BACA SELENGKAPNYA: Panduan Kebapakan untuk Bullying
“Banyak anak muda telah menginternalisasi pandangan tentang bullying—atau apa pun yang secara emosional mengganggu—sebagai merusak dan mengubah hidup,” Helene Guldberg, psikolog perkembangan dan penulis buku Reclaiming Childhood: Kebebasan dan Bermain di Era Ketakutan, diberi tahu kebapakan. “Sebagai anak yang terlalu pemalu yang akan tinggal selama berhari-hari dengan sedikit — atau telah dipermalukan — saya sangat senang bahwa orang dewasa tidak memberi tahu saya bahwa saya tidak akan pernah bisa melupakan rasa sakit itu. Hari ini, kampanye anti-intimidasi memberi tahu anak-anak berulang kali bahwa 'intimidasi merusak Anda seumur hidup.' Bagi saya, ini adalah pesan yang tidak bertanggung jawab.”

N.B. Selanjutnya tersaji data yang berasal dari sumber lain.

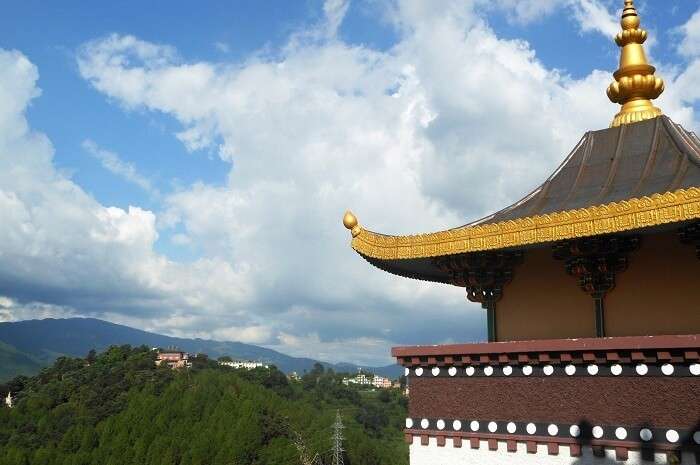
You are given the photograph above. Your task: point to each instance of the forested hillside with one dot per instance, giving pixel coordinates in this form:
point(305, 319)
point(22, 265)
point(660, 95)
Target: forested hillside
point(118, 408)
point(40, 342)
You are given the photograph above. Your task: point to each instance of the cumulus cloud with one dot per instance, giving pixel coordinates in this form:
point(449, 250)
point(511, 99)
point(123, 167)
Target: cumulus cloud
point(62, 248)
point(113, 163)
point(690, 33)
point(449, 124)
point(593, 15)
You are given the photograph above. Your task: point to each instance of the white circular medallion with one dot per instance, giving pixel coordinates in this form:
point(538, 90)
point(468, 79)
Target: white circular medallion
point(672, 435)
point(667, 369)
point(621, 433)
point(645, 434)
point(695, 369)
point(597, 432)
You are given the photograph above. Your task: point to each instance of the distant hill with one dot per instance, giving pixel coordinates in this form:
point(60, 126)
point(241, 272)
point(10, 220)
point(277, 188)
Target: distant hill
point(26, 346)
point(13, 363)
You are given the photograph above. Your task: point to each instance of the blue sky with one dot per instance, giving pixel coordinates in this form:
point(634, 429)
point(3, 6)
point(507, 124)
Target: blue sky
point(201, 155)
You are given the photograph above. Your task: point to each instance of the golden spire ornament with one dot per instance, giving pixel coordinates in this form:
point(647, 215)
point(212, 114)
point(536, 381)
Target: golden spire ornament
point(635, 84)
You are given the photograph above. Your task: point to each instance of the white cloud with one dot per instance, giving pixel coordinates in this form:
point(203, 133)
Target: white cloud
point(593, 15)
point(113, 163)
point(690, 32)
point(527, 11)
point(223, 47)
point(449, 124)
point(62, 250)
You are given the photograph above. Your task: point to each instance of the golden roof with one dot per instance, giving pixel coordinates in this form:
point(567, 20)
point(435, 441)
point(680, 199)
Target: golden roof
point(624, 178)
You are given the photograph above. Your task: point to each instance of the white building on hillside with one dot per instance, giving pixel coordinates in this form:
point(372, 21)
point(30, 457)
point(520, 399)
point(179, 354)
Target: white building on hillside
point(244, 364)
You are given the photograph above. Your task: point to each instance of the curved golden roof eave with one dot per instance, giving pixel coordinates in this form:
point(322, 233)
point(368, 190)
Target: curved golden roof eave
point(626, 215)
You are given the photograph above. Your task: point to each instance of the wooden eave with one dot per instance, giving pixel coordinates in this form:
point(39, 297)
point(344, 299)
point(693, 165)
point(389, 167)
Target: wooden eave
point(621, 179)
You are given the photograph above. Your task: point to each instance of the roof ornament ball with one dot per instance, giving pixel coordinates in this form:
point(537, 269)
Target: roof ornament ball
point(350, 222)
point(635, 84)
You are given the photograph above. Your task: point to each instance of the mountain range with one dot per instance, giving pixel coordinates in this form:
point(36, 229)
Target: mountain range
point(27, 346)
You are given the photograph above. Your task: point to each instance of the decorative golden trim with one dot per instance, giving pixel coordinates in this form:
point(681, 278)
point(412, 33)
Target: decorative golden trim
point(625, 215)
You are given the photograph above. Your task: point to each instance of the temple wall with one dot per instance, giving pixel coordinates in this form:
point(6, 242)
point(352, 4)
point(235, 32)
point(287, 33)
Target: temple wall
point(465, 455)
point(543, 302)
point(659, 293)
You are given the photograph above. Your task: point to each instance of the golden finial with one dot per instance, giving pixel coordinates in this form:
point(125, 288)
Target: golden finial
point(635, 84)
point(350, 222)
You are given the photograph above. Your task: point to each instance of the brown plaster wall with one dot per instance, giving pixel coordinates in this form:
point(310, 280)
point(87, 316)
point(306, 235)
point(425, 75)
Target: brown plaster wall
point(543, 302)
point(653, 401)
point(659, 293)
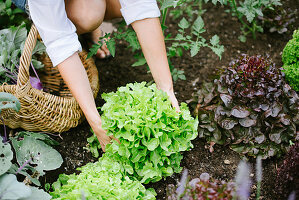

Kekhawatiran Guldberg tentang pembuatan trauma tidak unik, tetapi mereka juga tidak mengambil alih komunitas akademik. Dan ada alasan yang sangat spesifik mengapa. Ada banyak apa yang bisa disebut "penelitian advokasi" tentang intimidasi, rim data yang menunjukkan bahwa ada peningkatan jumlah intimidasi dan bahwa intimidasi sangat berbahaya bagi korbannya. Penelitian telah menunjukkan bahwa anak-anak yang tunduk pada secara langsung dan cyberbullying dapat mempertimbangkan untuk bunuh diri; penelitian lain telah menyoroti korelasi kuat antara intimidasi dan menyakiti diri sendiri. Tidak ada yang mengatakan bahwa penelitian ini salah, tetapi Guldberg mempertanyakan apakah penelitian ini dilakukan dengan cara yang paling ilmiah atau tidak.
Sebagian besar penelitian intimidasi bergantung pada pelaporan diri melalui kuesioner dan studi korelasional. Ini adalah metode non-pengamatan yang sering mengandalkan gagasan bahwa setiap orang mendefinisikan "intimidasi" dengan cara yang sama dan tanpa memihak mendokumentasikan efek hilirnya. Dan bahkan studi yang kuat jarang longitudinal. Dalam kebanyakan kasus, penulis belum menyelidiki hasil jangka panjang karena itu membutuhkan banyak waktu dan banyak tindak lanjut.
“Saya pikir hanya ada sedikit minat untuk dikumpulkan dari studi ini,” kata Guldberg, yang menambahkan bahwa dia tidak yakin bahwa bukan kepentingan terbaik anak-anak untuk memiliki berbagai macam manusia interaksi. Ketika orang tua atau guru masuk secara agresif untuk melindungi anak-anak dari satu sama lain, itu menjadi tidak mungkin.
“Dengan mengorek terlalu jauh ke dalam kehidupan remaja, kita melanggar kebebasan yang mereka butuhkan untuk tumbuh, ”tulis Emily Bazelon dalam bukunya. Tongkat dan Batu: Mengalahkan Budaya Penindasan dan Menemukan Kembali Kekuatan Karakter dan Empati. “Kami menghambat pengembangan ketika kami menutup permainan tidak terstruktur saat istirahat, misalnya, atau menyensor setiap kata secara online, atas nama menjaga mereka dari satu sama lain.”
Itu tidak berarti intimidasi tidak pernah menjadi masalah atau bahwa guru dan orang tua yang turun tangan selalu membuat keputusan yang salah. Masuk akal bagi sekolah untuk mengadopsi kebijakan toleransi nol dalam hal kekerasan fisik, kata Guldberg, dan orang tua harus memberi kesan kepada anak-anak mereka bahwa mereka perlu mengendalikan amarah mereka dan selalu menjaga tangan mereka untuk diri. Tidak ada salahnya juga untuk mengawasi jenis perilaku yang cenderung meningkat menjadi tragedi — secara teratur percakapan atau teks kasar, upaya berkelanjutan oleh sekelompok anak untuk memilih satu anak tertentu, atau abnormal lainnya perilaku. Mungkin beberapa kematian dapat dicegah, seandainya orang tua dan guru menandai perilaku kasar ketika mereka melampaui batas drama halaman sekolah yang normal.
“Tetapi kita tidak boleh menyampaikan gagasan bahwa bertengkar, berselisih, memiliki musuh, menyakiti perasaan seseorang, membuat perasaan Anda terluka, tidak dapat diterima,” kata Guldberg. "Inilah hidup."